The Miami Beach Convention Center, Mr. Talbert noted, has already secured its first big event for the year in the annual meeting of The Aesthetic Society (American Society for Aesthetic Plastic Surgery,) which will bring an estimated economic impact of $2.4 million to the community. Bureau officials, he said, are consistently working with event planners and hoping to announce new bookings soon.

“Large meeting and conference hotels,” said Ms. Kallergis, “are a concern for us because until corporations can ease up on travel and get meetings and conferences it’s going to be challenging.”
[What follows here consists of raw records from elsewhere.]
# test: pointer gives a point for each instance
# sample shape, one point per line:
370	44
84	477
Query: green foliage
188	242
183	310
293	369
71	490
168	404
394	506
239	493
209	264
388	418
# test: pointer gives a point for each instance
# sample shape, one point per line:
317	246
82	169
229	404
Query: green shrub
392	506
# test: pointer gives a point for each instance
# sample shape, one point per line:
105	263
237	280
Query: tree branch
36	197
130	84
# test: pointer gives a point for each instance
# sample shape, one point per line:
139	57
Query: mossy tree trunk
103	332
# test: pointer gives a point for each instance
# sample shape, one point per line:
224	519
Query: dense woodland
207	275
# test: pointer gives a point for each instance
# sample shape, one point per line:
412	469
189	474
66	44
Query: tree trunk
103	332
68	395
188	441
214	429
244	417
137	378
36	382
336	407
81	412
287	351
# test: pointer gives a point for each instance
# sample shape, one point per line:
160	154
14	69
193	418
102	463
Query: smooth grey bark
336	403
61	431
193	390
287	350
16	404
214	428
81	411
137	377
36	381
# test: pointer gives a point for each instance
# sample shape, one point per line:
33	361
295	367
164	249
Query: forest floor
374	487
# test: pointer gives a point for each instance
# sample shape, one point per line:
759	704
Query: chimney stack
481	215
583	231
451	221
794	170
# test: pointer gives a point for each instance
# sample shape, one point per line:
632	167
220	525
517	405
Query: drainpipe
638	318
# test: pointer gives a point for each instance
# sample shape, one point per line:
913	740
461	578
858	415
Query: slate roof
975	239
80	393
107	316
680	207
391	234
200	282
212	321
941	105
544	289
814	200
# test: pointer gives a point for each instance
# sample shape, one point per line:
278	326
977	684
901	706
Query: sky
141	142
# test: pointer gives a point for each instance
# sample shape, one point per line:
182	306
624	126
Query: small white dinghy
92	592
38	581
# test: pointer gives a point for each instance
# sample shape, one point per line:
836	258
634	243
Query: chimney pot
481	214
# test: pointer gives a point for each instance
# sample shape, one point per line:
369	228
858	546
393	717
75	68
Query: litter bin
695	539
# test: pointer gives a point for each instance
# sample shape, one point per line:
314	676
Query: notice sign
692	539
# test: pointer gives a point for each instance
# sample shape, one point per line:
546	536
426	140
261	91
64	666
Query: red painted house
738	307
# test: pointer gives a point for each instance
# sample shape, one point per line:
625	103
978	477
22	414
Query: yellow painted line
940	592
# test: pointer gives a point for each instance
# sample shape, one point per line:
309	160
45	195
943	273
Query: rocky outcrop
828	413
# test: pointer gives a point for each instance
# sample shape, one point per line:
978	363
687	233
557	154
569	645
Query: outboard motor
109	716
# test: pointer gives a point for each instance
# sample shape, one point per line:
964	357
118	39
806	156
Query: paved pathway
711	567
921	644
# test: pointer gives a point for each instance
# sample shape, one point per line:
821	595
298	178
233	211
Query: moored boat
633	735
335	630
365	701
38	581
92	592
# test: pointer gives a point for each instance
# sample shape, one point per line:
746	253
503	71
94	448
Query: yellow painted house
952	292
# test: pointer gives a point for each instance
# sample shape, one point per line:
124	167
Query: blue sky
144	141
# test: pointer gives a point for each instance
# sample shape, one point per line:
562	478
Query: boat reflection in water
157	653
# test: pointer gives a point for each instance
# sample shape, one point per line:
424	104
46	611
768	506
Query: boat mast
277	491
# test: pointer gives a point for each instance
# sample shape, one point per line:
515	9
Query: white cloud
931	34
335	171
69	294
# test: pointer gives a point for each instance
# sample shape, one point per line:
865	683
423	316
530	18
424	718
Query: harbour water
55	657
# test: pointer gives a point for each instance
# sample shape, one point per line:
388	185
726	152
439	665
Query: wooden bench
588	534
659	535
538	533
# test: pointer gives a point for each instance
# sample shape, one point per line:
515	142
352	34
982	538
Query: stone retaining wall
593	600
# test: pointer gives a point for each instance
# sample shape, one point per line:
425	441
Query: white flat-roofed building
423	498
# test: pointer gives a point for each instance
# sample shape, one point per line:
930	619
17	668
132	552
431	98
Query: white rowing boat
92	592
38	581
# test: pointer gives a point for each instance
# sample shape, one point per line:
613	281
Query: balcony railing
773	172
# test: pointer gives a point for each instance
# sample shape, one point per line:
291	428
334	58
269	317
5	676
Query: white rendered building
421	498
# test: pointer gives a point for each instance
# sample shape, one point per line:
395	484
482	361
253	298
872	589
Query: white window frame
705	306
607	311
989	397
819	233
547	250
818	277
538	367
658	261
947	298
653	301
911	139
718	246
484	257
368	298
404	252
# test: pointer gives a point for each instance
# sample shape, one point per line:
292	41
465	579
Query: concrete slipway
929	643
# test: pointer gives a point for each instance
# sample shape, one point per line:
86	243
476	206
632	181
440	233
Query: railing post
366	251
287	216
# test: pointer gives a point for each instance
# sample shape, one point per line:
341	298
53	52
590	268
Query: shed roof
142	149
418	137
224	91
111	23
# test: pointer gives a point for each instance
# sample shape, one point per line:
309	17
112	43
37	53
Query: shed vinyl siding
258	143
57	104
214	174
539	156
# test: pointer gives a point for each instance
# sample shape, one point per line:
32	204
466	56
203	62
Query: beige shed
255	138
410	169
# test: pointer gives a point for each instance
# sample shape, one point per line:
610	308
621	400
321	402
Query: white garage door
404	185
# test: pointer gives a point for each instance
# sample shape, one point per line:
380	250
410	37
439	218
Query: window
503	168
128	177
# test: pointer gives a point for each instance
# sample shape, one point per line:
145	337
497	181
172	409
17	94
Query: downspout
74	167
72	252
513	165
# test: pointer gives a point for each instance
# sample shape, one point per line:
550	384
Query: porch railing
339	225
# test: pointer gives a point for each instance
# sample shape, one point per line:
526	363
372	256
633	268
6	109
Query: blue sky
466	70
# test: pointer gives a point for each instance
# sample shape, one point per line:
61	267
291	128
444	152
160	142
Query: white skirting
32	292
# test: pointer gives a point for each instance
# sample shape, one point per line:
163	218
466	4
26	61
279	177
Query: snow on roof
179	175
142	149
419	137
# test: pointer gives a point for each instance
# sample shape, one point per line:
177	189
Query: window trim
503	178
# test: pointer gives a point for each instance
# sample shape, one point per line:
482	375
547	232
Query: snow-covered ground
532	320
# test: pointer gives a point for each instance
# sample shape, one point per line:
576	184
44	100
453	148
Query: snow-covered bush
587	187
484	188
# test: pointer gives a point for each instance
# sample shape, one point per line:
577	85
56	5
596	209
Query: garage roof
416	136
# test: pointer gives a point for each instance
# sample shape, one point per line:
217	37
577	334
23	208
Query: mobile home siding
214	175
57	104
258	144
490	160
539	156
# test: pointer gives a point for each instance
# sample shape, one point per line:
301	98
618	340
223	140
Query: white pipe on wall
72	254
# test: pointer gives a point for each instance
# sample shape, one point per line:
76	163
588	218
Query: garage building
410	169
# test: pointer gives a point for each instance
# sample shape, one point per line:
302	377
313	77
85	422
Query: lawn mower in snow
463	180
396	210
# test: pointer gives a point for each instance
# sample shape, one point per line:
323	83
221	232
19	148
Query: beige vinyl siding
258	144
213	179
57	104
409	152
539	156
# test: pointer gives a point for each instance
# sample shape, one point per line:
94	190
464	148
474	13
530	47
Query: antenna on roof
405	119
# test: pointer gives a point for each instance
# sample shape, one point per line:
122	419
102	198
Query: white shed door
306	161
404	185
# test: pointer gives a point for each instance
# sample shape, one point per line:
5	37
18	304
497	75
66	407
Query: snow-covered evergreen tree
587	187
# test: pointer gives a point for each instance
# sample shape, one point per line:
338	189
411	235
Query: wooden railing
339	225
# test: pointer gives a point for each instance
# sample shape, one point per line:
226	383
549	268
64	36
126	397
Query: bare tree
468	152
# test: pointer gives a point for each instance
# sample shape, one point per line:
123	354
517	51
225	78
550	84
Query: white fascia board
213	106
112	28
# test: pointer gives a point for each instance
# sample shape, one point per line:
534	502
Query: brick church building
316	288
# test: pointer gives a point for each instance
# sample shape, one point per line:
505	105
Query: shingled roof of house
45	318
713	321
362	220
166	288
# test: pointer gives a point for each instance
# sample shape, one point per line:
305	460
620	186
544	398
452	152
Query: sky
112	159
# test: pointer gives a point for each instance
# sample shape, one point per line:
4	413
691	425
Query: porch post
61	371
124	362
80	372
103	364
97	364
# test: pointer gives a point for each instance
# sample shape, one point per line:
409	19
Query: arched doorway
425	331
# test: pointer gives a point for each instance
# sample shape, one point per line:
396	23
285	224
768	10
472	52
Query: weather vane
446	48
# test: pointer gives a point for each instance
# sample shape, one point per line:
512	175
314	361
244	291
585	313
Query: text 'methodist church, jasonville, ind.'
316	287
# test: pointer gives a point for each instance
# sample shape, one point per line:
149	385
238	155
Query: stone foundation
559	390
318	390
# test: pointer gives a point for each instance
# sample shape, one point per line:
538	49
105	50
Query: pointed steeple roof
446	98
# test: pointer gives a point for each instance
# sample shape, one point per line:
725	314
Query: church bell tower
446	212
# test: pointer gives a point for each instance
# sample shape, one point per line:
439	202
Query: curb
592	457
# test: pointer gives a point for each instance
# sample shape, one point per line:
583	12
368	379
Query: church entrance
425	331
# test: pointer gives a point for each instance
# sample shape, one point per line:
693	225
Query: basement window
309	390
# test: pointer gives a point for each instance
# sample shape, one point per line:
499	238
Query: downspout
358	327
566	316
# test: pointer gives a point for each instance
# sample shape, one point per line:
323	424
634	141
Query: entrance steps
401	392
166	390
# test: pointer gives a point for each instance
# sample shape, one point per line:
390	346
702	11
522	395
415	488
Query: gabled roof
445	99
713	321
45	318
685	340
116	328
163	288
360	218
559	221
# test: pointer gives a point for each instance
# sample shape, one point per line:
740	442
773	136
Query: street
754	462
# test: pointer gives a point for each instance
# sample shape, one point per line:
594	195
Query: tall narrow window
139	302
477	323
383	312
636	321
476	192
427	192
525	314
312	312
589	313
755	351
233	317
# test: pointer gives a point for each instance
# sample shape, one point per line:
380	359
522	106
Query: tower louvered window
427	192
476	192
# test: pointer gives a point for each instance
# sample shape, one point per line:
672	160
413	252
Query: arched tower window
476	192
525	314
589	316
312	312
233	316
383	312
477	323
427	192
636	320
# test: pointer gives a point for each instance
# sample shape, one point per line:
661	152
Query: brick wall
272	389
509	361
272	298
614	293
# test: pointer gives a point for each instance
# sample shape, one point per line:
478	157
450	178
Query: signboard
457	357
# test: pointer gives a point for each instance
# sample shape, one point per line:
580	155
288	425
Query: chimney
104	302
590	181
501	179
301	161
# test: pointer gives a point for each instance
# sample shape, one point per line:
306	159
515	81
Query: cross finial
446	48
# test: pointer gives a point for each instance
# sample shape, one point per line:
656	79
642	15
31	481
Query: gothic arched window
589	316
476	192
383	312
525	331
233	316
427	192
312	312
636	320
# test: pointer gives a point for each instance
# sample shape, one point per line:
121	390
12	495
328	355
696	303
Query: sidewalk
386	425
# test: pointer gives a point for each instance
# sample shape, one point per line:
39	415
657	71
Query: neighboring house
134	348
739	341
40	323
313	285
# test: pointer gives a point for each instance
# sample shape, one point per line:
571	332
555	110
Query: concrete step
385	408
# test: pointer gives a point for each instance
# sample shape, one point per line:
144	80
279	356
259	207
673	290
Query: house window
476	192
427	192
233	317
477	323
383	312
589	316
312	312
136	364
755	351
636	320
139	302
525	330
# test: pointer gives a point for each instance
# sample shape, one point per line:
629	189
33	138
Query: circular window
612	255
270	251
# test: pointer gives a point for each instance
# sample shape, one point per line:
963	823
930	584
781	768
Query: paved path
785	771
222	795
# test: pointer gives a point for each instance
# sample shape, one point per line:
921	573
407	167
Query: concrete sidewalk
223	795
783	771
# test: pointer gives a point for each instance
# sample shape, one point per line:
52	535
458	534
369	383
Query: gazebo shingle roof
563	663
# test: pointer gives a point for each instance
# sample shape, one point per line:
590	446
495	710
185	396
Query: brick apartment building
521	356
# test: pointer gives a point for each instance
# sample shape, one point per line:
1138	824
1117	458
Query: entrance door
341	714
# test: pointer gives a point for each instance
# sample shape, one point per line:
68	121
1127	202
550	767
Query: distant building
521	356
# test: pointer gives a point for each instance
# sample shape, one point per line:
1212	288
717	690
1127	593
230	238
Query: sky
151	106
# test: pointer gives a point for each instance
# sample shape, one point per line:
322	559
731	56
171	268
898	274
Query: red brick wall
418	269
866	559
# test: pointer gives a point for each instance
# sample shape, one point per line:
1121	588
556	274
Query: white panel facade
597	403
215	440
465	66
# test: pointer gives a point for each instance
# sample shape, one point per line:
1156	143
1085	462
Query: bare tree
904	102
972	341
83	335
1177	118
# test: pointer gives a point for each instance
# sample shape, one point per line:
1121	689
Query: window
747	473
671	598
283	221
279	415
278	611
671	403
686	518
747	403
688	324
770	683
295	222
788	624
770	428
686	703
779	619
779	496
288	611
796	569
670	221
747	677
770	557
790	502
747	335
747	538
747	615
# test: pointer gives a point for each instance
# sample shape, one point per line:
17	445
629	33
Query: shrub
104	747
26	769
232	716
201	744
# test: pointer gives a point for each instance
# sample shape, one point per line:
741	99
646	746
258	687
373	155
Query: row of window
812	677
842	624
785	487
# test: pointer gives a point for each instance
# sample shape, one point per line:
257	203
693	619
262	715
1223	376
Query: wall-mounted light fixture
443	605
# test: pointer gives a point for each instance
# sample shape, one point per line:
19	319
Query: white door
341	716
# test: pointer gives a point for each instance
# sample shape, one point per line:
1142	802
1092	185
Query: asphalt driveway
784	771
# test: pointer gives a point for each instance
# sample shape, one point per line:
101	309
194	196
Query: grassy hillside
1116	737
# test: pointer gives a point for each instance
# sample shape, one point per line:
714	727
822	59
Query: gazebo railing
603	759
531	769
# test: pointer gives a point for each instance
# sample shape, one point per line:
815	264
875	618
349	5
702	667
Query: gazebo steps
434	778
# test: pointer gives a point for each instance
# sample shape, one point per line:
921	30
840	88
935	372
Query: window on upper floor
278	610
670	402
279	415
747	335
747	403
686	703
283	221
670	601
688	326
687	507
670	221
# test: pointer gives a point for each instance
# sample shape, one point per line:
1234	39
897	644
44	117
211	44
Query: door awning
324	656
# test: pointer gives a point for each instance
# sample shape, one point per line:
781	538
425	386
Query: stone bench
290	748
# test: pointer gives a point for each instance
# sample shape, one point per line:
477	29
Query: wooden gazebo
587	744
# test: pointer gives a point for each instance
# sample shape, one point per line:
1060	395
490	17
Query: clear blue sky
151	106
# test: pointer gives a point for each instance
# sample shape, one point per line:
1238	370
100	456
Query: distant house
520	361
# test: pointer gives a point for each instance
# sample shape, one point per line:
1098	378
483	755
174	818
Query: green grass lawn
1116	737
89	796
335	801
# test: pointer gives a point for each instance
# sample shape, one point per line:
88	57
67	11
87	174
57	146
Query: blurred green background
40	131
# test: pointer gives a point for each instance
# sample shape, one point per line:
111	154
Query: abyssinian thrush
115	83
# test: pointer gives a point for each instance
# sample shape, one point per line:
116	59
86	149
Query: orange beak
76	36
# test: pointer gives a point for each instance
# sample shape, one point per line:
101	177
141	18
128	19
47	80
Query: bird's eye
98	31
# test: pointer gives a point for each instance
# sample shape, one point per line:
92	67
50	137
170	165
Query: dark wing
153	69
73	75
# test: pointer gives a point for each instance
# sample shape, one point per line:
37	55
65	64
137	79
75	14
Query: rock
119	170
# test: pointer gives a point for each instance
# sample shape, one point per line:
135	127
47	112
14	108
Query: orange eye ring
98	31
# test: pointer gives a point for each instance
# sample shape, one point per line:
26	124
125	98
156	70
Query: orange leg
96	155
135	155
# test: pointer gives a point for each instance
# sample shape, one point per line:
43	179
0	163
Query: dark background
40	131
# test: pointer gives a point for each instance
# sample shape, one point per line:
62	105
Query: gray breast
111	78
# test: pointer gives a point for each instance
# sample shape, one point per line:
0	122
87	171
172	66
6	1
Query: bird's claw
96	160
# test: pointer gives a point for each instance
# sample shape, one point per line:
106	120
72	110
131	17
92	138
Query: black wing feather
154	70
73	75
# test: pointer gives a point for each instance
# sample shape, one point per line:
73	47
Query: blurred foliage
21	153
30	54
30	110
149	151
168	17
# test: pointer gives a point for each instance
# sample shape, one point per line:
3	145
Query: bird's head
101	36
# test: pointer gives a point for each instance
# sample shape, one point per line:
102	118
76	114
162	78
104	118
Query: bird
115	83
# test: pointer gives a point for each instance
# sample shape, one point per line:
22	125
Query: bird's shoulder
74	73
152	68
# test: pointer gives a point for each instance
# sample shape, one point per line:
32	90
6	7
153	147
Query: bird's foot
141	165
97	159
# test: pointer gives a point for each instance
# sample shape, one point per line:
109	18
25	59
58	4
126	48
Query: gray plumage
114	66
Mr. Talbert said he is also anticipating the return of the cruise industry, which brings passengers to Miami-Dade and puts heads in hotel beds. Industry leaders, he said, are consistently working with the Center for Disease Control and Prevention to determine how and when cruise liners can start sailing safely.

Demand for small weddings and events, said Kevin Bryant, vice president of sales at the Fontainebleau, is also returning, and hotels have plenty of space to accommodate these events in the absence of large groups.

“Demand into our outlets and signature restaurants,” he continued, “is strong from both in-house guests as well as guests staying at other hotels and locals.  Current capacity restraints in restaurants require us to turn prospective diners away on peak nights.”

Dan Normandin, general manager of the Four Seasons Hotel Miami, said many customers are looking for suites and extra space, making resorts and hotels that can offer these spaces more in-demand. Last-minute travel from the “drive market,” he said, is also becoming popular on days with nice weather.

Further, said Brad Sundock, strategic director of sales and revenue for East Miami, more guests than before are considering moving to Miami permanently and booking extended stays in hotel suites.

“One trend,” he said, “is that the city is seeing good demand for guests looking to relocate for 30 to 60 days, so apartments or suites with kitchens are in demand, more than what was seen in 2020.”